A Spool of Blue Thread (2015) by Anne Tyler is a novel as much about a house as it is about a family.
Four generations of the Whitshank family live in this large Baltimore house, built by Junior Whitshank for somebody else. To Junior, a homebuilder by trade, this particular house is so special he is determined to one day own it himself, and one day he does. He and Linnie Mae raise their children, Merrick and Red, there, and Red and his wife, Abby, raise their own family there. Later their grandchildren spend part of their early lives in the same house. The novel ends when the last Whitshank moves out.

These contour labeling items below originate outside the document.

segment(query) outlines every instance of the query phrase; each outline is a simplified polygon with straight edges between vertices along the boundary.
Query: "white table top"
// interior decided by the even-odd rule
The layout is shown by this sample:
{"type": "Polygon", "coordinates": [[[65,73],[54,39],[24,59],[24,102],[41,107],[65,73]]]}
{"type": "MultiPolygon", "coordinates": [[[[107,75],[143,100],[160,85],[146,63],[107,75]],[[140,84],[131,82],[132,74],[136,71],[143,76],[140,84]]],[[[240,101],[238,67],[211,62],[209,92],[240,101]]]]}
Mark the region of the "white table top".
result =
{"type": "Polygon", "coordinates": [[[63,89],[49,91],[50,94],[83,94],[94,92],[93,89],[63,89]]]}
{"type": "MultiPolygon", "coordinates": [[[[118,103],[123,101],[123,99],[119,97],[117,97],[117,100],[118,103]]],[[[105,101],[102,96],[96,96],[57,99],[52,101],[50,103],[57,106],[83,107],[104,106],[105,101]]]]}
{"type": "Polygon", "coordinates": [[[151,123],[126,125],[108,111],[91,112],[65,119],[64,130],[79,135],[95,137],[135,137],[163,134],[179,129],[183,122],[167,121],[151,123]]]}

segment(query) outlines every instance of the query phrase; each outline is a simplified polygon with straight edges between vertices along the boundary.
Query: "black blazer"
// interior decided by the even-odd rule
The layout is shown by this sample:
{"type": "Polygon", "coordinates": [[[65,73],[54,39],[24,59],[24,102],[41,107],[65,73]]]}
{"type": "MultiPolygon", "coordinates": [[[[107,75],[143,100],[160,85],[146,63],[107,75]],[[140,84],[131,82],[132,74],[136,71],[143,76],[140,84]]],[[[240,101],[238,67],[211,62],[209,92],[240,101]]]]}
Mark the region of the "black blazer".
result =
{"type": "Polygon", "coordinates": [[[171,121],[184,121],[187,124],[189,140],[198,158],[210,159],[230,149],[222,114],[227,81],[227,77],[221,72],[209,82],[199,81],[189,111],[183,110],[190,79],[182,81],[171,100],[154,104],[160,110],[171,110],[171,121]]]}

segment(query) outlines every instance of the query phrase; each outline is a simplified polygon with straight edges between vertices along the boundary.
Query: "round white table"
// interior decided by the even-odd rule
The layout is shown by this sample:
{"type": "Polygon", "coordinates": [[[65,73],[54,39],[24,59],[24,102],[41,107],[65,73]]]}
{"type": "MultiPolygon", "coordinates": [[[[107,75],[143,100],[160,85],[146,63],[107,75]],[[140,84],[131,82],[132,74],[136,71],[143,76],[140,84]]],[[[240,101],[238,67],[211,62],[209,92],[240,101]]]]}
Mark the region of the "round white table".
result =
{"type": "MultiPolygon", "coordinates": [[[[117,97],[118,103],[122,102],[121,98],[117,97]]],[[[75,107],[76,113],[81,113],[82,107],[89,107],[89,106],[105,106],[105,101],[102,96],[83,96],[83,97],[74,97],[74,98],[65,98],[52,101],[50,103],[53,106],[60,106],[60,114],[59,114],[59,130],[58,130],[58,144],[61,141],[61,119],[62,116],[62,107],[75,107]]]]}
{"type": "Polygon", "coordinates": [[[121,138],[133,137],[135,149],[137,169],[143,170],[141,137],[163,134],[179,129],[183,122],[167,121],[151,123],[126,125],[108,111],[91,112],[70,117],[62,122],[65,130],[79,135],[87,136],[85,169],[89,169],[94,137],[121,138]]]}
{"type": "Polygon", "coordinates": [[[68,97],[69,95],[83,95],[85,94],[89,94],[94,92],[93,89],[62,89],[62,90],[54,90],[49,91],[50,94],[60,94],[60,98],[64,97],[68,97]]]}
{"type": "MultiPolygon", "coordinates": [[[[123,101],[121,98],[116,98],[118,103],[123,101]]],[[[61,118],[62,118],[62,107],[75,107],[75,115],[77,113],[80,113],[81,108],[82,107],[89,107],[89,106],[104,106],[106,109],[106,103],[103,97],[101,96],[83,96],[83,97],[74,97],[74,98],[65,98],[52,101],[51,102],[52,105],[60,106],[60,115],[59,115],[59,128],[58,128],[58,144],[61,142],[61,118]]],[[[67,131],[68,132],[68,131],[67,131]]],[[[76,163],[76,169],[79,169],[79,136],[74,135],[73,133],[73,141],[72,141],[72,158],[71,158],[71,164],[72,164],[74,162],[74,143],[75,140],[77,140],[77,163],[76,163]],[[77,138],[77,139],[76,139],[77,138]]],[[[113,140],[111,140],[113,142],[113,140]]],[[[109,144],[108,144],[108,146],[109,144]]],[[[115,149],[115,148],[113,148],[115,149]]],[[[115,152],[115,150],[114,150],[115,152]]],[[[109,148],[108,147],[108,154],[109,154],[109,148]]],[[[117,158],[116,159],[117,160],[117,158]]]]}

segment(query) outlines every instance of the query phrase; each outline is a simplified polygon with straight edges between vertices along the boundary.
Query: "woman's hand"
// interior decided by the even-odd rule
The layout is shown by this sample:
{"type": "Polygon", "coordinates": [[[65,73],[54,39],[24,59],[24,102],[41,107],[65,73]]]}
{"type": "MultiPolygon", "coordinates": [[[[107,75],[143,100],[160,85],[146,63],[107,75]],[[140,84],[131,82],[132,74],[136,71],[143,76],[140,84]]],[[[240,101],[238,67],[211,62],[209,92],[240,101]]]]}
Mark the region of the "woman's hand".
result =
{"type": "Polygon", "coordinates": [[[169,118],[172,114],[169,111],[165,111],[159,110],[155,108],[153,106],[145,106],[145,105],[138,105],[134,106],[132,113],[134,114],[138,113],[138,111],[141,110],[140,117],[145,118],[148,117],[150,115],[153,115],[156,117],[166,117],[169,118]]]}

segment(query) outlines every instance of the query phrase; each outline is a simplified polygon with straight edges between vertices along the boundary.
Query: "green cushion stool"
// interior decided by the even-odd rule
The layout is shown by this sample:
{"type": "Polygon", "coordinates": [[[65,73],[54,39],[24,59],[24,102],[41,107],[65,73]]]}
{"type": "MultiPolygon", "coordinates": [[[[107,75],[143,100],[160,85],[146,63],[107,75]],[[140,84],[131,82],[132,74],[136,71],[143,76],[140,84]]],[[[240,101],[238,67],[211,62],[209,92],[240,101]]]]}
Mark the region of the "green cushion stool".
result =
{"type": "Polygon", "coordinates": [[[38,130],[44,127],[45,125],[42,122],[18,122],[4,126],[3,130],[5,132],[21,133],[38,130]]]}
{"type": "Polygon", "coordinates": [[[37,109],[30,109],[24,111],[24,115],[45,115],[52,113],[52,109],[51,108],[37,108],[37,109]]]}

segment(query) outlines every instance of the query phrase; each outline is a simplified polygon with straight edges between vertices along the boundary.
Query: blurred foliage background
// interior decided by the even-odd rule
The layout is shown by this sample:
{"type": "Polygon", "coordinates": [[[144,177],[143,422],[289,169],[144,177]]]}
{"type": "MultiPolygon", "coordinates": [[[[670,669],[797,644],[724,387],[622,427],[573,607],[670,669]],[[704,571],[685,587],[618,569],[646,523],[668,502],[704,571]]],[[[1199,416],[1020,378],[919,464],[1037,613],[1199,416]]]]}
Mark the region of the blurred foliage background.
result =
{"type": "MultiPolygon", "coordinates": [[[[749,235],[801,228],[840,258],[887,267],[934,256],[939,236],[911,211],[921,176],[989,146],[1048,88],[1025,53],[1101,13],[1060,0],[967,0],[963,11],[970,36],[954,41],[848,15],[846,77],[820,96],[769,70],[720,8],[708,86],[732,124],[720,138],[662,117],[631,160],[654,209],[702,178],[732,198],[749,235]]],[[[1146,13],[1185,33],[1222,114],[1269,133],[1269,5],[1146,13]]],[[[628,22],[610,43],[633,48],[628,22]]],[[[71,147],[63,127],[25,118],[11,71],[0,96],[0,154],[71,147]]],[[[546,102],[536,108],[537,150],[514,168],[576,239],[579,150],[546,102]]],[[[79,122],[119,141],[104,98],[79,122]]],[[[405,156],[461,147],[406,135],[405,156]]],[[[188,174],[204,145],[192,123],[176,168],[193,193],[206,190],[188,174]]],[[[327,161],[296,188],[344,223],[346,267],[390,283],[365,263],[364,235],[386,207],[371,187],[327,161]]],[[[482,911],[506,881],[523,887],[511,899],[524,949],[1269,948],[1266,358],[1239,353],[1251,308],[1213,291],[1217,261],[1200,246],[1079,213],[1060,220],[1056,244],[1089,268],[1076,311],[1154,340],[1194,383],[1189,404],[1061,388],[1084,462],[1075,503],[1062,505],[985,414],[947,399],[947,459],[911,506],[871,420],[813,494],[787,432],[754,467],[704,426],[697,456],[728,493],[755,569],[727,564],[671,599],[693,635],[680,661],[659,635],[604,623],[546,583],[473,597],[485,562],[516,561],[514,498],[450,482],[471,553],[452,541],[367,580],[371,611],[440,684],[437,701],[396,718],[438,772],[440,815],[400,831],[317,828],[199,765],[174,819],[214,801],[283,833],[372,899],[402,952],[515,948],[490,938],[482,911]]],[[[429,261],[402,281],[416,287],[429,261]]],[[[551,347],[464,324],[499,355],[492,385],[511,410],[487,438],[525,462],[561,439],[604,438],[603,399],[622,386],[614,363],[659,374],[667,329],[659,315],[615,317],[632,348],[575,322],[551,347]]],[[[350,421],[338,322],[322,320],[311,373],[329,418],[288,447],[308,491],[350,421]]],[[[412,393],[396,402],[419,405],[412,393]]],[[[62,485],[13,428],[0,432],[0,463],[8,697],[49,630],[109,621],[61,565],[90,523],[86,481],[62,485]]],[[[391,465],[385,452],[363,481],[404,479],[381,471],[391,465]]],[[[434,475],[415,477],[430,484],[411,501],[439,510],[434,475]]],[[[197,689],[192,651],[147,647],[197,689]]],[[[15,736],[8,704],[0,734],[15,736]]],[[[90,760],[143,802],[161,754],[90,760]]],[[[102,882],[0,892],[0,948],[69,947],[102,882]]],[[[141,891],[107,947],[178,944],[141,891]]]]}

Other than the house, does the novel have a central character? For several pages various members take command of the story, then fade into the background. Junior and Linnie Mae, perhaps the most interesting characters of all, don't take the spotlight until late in the novel, the beginning of the story nearly becoming its end. Abby dominates early on, Red not so much until after her death. Restless, unpredictable, undependable Denny, their son, may be the true protagonist, his instability a counterpoint to the stability of the house.
Denny has never come to terms with the fact that Stem, his brother, isn't actually a Whitshank. Abandoned by his mother, Stem is the son of one of Red's employees who dies. Abby insists upon keeping the little boy until his mother or some other suitable relative can be found, but soon decides just to keep him as her own. Everyone else in the family accepts that decision, but not Denny, whose feelings don't emerge until later after he has grown up and become a mysterious wanderer usually out of touch with his family.
When Abby becomes mentally unstable late in life, however, Denny comes home to stay, then is resentful when Stem comes, too, bringing his family with him. Not until the end of the novel does Tyler reveal the mystery of Denny's private life, a secret he never shares with his family.
Tyler has written a number of outstanding novels about Baltimore families. A Spool of Blue Thread ranks high on that list.